A cart of mass $M$ has a pole on it from which a ball of mass $\mu$ hangs from a thin string attached to point P. The cart and the ball have initial velocity $v$. The cart crashes onto another cart of mass $m$ and sticks to it. The length of the string is $R$. If the smallest initial velocity from which the ball can go in the circle around point P is $v$, find the value of $v$. (Neglect friction and take $M$, $m>>$ $\mu$)

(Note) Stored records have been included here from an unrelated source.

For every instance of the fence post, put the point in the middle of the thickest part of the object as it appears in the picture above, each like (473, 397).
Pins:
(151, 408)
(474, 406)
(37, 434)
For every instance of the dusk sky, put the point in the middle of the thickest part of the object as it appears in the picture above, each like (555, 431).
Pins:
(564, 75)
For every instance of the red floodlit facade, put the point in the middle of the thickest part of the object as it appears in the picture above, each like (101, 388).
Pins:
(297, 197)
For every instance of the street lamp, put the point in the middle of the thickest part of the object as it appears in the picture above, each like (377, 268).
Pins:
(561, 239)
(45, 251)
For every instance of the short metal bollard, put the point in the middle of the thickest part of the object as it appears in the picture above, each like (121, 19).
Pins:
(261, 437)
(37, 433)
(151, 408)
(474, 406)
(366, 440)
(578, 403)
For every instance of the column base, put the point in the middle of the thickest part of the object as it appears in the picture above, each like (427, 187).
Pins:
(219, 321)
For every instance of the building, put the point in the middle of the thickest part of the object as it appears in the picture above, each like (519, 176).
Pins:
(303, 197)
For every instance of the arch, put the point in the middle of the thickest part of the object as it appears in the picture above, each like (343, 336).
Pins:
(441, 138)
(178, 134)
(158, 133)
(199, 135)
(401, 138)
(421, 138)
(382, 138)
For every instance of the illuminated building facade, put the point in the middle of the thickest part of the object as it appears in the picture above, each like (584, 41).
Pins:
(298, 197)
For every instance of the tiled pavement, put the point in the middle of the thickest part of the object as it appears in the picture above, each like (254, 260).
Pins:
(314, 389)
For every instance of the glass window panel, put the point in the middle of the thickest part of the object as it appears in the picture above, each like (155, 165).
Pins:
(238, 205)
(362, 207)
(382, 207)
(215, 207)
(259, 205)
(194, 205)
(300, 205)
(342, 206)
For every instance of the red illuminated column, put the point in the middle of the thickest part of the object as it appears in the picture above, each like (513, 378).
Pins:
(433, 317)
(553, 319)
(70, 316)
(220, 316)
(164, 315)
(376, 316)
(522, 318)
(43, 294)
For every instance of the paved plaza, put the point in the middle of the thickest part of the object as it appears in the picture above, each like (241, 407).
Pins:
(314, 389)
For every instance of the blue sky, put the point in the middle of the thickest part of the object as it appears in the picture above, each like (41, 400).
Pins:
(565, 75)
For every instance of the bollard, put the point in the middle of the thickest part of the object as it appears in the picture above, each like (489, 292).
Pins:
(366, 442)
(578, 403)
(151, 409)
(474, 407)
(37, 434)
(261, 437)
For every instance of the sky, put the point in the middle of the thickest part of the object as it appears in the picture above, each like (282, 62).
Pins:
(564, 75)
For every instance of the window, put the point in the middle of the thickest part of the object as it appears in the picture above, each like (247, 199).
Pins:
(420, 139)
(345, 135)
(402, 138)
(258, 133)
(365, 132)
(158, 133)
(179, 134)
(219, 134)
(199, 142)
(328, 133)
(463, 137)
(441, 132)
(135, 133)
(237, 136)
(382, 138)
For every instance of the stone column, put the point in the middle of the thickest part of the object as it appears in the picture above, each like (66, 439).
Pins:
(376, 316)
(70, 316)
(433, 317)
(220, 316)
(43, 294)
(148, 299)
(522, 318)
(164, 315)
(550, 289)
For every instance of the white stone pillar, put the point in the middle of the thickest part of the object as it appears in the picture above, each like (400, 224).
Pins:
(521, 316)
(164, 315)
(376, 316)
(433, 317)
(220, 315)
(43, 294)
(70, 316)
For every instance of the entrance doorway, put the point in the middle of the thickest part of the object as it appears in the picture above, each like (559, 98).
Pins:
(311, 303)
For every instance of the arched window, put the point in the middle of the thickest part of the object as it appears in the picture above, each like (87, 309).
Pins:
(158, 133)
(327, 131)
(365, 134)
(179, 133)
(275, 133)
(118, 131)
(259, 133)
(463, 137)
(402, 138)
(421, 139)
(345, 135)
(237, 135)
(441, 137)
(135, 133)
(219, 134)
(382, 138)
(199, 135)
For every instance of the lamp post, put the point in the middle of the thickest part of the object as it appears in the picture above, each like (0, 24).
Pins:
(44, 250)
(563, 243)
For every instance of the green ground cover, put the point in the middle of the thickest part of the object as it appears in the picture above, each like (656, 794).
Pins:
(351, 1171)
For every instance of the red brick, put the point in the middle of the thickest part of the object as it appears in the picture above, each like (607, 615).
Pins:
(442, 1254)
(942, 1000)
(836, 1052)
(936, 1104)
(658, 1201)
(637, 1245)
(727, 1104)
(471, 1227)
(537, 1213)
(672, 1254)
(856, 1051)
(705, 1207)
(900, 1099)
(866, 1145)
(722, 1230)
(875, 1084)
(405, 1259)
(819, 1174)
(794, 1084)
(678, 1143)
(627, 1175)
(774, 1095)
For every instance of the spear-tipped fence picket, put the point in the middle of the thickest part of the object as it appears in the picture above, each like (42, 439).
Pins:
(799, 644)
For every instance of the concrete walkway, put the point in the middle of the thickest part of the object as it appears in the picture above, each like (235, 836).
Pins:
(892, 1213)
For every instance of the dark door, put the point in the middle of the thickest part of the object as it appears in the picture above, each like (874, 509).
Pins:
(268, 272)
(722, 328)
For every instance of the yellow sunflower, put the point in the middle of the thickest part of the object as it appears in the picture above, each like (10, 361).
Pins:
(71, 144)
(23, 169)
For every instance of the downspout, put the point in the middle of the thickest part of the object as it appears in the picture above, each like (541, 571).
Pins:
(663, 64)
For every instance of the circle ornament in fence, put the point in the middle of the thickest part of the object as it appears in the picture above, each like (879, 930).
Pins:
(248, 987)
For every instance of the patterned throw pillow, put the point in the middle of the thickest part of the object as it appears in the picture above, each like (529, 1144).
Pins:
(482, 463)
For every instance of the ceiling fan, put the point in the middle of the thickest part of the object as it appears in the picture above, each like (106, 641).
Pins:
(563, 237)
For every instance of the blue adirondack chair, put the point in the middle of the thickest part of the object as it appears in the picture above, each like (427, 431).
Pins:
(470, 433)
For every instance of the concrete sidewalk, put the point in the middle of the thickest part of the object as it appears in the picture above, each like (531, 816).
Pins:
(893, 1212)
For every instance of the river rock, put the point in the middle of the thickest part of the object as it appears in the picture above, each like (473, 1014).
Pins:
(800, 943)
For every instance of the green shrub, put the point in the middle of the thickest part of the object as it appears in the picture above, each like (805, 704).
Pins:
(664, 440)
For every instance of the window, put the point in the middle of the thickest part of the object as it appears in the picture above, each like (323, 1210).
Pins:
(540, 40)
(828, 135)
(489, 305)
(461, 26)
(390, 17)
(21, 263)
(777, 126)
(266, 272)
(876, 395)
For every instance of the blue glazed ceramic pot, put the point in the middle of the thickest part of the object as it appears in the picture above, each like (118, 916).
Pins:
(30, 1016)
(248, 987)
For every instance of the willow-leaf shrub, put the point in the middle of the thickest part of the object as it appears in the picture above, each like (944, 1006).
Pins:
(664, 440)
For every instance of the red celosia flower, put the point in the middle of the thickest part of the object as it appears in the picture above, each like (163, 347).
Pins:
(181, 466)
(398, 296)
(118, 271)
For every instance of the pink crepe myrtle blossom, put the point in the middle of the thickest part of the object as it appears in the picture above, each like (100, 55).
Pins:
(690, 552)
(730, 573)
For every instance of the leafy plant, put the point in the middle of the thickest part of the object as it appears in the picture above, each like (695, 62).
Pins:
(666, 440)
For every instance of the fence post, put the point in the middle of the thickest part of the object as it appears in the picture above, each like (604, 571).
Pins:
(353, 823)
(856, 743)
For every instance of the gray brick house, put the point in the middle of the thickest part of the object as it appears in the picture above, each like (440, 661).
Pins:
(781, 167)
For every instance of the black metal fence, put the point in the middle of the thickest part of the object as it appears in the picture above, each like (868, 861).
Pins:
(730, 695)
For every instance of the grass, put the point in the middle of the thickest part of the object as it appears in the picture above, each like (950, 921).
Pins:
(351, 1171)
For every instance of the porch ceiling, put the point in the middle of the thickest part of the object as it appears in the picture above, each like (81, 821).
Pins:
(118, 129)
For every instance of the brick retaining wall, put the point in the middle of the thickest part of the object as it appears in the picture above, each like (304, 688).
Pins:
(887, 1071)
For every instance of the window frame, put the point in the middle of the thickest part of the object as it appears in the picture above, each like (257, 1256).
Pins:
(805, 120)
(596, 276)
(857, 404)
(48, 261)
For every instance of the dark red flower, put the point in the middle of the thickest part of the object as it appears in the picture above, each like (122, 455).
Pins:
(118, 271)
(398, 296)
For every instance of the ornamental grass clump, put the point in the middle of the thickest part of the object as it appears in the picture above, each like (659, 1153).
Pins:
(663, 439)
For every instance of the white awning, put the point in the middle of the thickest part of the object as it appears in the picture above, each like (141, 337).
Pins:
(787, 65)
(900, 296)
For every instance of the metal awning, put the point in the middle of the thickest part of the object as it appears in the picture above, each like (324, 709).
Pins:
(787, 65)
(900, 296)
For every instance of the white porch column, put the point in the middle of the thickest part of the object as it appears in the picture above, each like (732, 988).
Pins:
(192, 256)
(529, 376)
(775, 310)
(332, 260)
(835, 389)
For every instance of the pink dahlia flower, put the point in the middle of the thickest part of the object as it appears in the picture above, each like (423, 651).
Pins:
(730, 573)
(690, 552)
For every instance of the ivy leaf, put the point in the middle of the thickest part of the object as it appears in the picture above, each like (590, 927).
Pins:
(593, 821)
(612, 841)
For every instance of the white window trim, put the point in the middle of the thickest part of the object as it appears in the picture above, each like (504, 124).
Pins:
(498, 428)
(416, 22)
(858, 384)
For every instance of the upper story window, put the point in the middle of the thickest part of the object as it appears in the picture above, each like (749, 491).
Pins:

• A. $\left(\frac{M+m}{M}\right)\sqrt{4gR}$
• B. $\left(\frac{M+m}{m}\right)\sqrt{4gR}$
• C. $\left(\frac{M+m}{m}\right)\sqrt{5gR}$
• D. $\left(\frac{M+m}{M}\right)\sqrt{5gR}$

Answer 1

Answer: (C)

$\left(\frac{M+m}{m}\right)\sqrt{5gR}$

$\mu <<$m, M

Momentum conservation gives: $Mv=(M+m)v^{\prime }$
$\Rightarrow$ velocity of the two carts after collision $v^{\prime }=\frac{Mv}{M+m}$
Consider the circular motion of the ball atop the cart if it were stationery. If at the lowest and highest points the ball has speeds $v_1$ and $v_2$, respectively, then
$\frac{1}{2}\mu v_1^2=\frac{1}{2}\mu v_2^2+2\mu gR$
and $\frac{\mu v_2^2}{R}=T+\mu g$,
where $T$ is the tension in the string when the ball is at the highest point.
The smallest $v_2$ is given by $T=0$.
$\Rightarrow$ The smallest $v_1$ is given by
$\frac{1}{2}\mu v_1^2=\frac{1}{2}\mu gR+2\mu gR$
$\Rightarrow v_1=\sqrt{5gR}$
When the cart is moving, $v_1$ is the velocity of the ball relative to the cart. As the ball has initial velocity, velocity of the ball relative to the cart after the collision is $(v-v^{\prime })$. Hence, the smallest velocity for the ball to go round in a circle after the collision is given by:
$v_1=(v-v^{\prime })=v-\left(\frac{Mv}{M+m}\right)=\sqrt{5gR}$
$\Rightarrow v=\left(\frac{M+m}{m}\right)\sqrt{5gR}$